Robustness of deformed catlike states under dissipative decoherence

TL;DR

This paper investigates how deforming harmonic oscillators can produce catlike states with enhanced resistance to decoherence, preserving nonclassical properties and entanglement better than ordinary states under dissipative environments.

Contribution

It demonstrates that deformation parameters can be tuned to create more robust catlike states against decoherence, advancing quantum state preservation techniques.

Findings

Deformed catlike states show increased resistance to decoherence.

Nonclassical properties are better preserved in deformed states.
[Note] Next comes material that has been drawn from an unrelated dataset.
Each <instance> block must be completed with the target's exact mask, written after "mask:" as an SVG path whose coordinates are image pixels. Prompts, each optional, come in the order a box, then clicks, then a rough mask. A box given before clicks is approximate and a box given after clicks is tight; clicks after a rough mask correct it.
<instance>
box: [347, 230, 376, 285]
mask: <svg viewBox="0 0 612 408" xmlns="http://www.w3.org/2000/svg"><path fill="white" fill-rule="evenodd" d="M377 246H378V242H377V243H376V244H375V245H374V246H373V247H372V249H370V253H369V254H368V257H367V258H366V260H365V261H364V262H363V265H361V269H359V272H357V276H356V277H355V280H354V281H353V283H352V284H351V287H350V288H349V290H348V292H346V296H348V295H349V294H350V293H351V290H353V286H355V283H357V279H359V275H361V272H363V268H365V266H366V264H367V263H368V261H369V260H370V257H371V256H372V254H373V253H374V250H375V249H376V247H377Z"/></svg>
Entanglement persists longer in deformed catlike states.

Abstract

The generation of coherent superposition of distinct physical systems and the construction of robust entangled states under decoherence are the most experimental challenges of quantum technologies. In this work, we investigate the behaviors of catlike states of a deformed harmonic oscillator under dissipative decoherence. Varying the deformation parameters, we obtain catlike states having more resistance against decoherence than catlike states of the ordinary harmonic oscillator. Furthermore, we study nonclassical properties and entanglement of different catlike states subjects to decoherence caused by a dissipative interaction with a large environment. Depending on different deformation parameters, we reveal that the nonclassical properties of catlike states under dissipative interaction can be more retarded and preserved in the time.